Saturday, March 31, 2007

ANI vulnerability 3rd party patch available

A 3rd party patch to mitigate exposure to the ANI vulnerability (mouse animated curser) is available free to the public.

I have been testing it this evening and it appears to be effective and safe.

If you run any browser or email client on the Windows 2000, XP, 2003 or Vista platform, you might consider this patch until Microsoft releases their official patch.

http://research.eeye.com/html/alerts/zeroday/20070328.html

The link to the patch is at the very bottom of that page.

FireFox also vulnerable to the ANI exploit

From BugTraq at http://seclists.org/bugtraq/2007/Mar/0461.html

"Determina also discovered that under certain circumstances Mozilla Firefox uses the same underlying Windows code for processing ANI files, and can be exploited similarly to Internet Explorer."

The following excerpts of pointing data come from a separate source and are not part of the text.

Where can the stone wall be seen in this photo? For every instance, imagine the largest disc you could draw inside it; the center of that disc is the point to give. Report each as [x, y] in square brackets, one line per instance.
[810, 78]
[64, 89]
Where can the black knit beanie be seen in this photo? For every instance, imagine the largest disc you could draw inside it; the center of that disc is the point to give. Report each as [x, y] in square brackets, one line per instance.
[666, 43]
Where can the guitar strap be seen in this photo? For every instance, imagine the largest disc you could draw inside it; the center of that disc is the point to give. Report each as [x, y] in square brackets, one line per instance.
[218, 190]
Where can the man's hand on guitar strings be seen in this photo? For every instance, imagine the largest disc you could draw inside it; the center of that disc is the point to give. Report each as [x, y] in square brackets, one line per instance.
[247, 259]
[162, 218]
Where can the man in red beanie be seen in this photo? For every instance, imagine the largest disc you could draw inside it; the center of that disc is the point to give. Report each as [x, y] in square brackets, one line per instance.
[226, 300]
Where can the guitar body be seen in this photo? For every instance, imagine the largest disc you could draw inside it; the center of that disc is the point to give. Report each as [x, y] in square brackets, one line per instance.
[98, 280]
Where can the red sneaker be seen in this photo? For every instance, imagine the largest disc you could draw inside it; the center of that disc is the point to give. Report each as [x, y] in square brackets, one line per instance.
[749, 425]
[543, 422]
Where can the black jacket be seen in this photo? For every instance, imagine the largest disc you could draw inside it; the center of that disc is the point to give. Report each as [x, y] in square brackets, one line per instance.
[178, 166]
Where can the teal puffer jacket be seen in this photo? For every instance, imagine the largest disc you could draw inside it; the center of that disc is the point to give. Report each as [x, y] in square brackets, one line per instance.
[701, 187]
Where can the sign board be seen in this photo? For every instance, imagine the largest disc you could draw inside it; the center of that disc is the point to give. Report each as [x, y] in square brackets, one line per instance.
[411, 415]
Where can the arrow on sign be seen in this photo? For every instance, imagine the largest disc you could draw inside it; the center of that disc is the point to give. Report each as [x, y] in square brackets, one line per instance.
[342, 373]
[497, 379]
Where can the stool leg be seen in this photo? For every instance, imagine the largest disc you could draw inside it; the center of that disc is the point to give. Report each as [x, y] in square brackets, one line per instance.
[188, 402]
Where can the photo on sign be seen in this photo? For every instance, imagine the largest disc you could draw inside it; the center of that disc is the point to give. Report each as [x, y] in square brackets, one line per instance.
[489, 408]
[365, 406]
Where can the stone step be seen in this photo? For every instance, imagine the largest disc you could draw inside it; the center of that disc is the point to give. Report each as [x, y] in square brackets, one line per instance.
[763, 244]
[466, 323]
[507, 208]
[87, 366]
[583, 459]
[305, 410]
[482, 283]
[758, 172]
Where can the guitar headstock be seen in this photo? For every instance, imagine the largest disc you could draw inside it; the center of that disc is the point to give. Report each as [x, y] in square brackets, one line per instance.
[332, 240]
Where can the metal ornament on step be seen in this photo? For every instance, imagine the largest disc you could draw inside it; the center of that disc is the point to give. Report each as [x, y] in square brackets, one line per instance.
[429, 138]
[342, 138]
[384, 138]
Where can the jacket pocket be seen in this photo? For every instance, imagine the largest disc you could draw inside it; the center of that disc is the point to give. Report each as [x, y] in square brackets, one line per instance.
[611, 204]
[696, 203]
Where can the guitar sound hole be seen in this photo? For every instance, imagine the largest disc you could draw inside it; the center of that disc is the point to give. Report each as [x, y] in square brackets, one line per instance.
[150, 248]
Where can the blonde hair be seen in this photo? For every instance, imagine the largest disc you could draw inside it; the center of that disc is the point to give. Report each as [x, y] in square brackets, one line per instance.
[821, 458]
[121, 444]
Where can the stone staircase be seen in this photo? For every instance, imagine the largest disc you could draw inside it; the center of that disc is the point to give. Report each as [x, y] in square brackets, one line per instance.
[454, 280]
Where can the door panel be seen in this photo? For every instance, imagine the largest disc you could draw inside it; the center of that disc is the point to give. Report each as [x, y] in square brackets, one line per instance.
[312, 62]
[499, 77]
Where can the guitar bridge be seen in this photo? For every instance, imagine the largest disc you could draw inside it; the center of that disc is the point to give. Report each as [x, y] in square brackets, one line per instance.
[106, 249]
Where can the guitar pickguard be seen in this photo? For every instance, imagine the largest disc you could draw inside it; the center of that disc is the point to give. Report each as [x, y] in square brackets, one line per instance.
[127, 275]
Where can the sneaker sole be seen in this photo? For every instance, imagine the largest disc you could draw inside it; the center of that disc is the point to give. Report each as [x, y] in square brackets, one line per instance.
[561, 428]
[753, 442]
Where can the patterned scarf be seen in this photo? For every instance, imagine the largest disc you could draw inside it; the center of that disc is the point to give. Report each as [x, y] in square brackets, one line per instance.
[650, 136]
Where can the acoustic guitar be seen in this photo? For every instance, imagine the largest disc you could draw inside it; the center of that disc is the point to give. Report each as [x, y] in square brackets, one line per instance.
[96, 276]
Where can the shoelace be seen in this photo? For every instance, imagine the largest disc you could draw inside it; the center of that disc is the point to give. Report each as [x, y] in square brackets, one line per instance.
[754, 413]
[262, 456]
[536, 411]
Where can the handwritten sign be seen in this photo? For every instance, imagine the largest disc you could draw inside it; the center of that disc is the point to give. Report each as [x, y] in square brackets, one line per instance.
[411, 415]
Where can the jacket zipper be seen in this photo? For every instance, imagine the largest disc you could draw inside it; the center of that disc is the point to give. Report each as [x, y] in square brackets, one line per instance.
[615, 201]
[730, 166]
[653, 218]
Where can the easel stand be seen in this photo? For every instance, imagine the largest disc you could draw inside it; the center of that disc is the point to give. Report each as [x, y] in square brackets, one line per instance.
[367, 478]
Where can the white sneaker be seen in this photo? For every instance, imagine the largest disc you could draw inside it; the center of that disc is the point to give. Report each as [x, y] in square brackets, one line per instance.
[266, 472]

Best to be practicing ultra safe web habits until a patch is released. Also (as usual) keep your Spyware shields and AV updated.

ANI vulnerability: Windows Zero Day attack

The last few days saw the discovery of another very serious exploit that takes advantage of a bug in the way Windows XP, Vista and 2003 and Outlook handles animated mouse cursers. A longer list of all vulnerable products is available here. Microsoft has no fix available yet.

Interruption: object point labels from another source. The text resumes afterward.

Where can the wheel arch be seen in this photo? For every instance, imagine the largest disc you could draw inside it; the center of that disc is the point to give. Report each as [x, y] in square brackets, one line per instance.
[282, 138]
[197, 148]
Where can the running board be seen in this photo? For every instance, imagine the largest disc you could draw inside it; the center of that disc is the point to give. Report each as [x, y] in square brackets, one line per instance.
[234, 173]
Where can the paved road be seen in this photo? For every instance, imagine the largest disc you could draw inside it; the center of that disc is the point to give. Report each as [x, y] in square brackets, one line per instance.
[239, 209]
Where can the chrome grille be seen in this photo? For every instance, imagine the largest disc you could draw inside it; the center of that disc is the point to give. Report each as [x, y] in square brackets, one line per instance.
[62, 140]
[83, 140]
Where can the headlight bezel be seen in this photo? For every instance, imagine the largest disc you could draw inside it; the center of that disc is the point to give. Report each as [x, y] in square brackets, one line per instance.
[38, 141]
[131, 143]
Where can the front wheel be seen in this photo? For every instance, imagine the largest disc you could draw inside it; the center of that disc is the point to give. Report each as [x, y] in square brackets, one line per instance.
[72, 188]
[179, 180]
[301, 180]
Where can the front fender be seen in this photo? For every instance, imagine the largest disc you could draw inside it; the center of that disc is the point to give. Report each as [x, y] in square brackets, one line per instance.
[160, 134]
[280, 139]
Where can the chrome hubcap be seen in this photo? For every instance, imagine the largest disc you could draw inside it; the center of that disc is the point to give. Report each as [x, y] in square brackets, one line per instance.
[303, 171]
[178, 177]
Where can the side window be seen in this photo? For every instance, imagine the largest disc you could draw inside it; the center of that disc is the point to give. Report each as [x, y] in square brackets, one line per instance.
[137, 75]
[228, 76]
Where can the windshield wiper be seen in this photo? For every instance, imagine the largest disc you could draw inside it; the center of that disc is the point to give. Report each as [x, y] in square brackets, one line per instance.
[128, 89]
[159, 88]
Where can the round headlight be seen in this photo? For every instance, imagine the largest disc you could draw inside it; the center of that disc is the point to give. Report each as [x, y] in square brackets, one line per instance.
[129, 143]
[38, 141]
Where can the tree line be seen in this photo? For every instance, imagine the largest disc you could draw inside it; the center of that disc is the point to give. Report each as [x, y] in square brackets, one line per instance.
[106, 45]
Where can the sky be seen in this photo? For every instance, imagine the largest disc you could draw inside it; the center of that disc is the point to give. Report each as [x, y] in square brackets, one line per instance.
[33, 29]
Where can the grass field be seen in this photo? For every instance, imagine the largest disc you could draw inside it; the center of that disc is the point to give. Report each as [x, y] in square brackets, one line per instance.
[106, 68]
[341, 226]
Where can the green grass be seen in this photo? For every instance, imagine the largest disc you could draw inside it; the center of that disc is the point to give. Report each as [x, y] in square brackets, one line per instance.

As of at least yesterday (and probably longer) researchers have found numerous web sites that are delivering malicious Trojans via this vector. Craig Schmugar at McAfee reports that this includes some fairly popular and supposedly trustworthy sites like the Dolphins Superbowl site, which is compromised and forwards visiters to non-trusted servers.

So far the best advice is to completely turn off email previewing in all versions of Outlook and Outlook Express, to help mitigate infection via spam. Don't open any spam, especially unexpected emails with attachments. And finally don't visit infected websites - which begs the question of how would we know it's infected?

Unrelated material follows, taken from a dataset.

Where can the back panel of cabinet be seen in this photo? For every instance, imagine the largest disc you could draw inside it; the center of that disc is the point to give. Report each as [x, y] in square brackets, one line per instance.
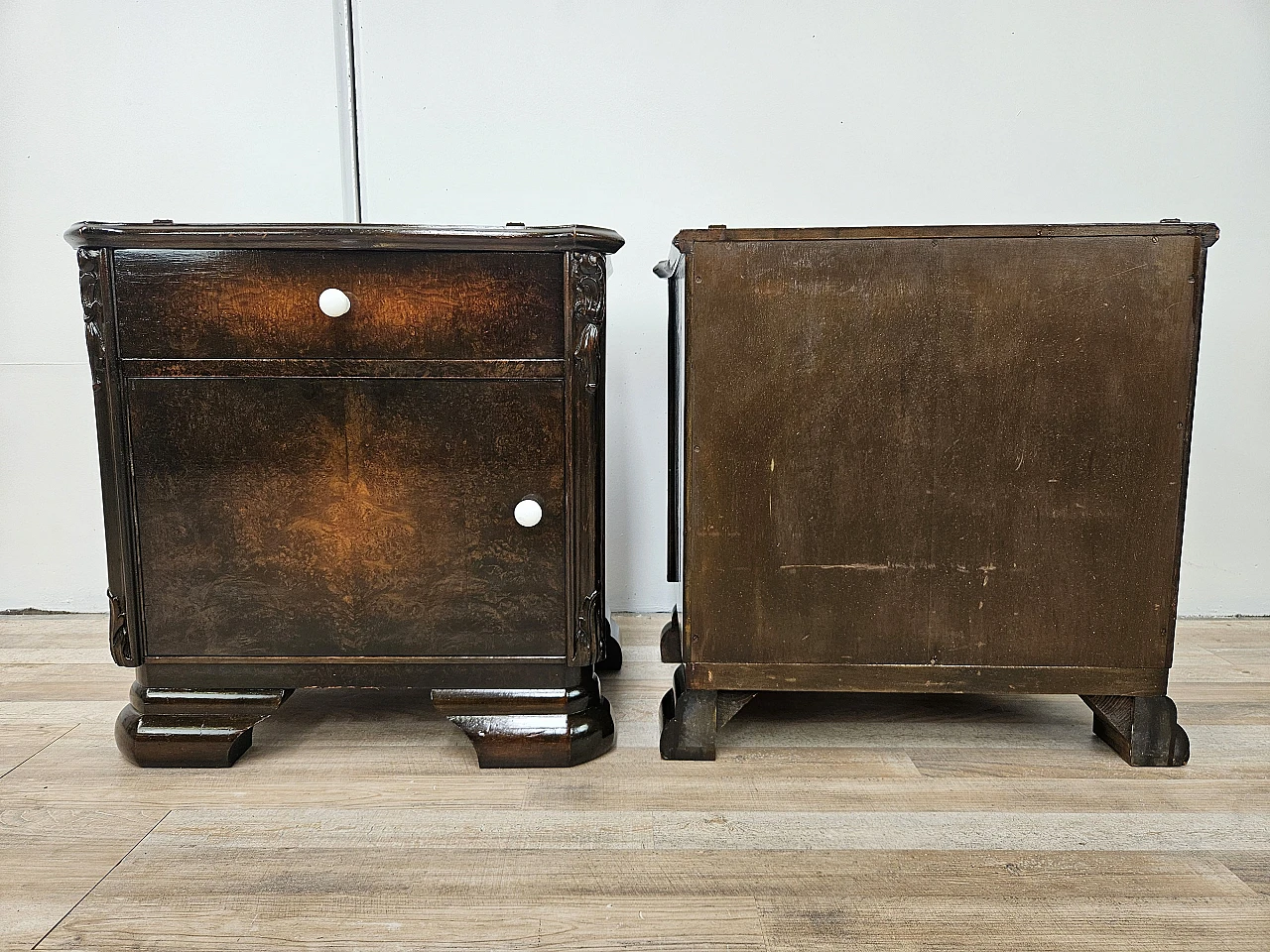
[938, 451]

Until a patch is available, be extra careful!

Friday, March 30, 2007

Microsoft's future

I know at least one of the people on my friends list is currently employed by MS. I suspect one or two others may be as well.

If you don't already follow the two bloggers linked below, their most recent articles really seem to nail some of the company's issues, and contain some excellent suggestions to improve things. Assuming of course that's even a remote possibility. (Doubt)

Long reads, but good.

http://msftextrememakeover.blogspot.com/2007/03/for-want-of-shoe-or-time-for-new-rider.html

http://minimsft.blogspot.com/2007/03/mini-devil-and-fine-whine.html

Enjoy . . .

Thursday, March 29, 2007

If you have a cat or dog . . .

Thought you might want to know about this:

http://www.sciam.com/article.cfm?articleID=9AA80BDC-E7F2-99DF-325B0C8F34C09E95

Turns out that the recalled pet food was contaminated by something called aminopterin, used in China (among other places) as a rat poison. Possibly came from gluten obtained from China, to be used as a thickener for the gravy in recalled wet pet foods.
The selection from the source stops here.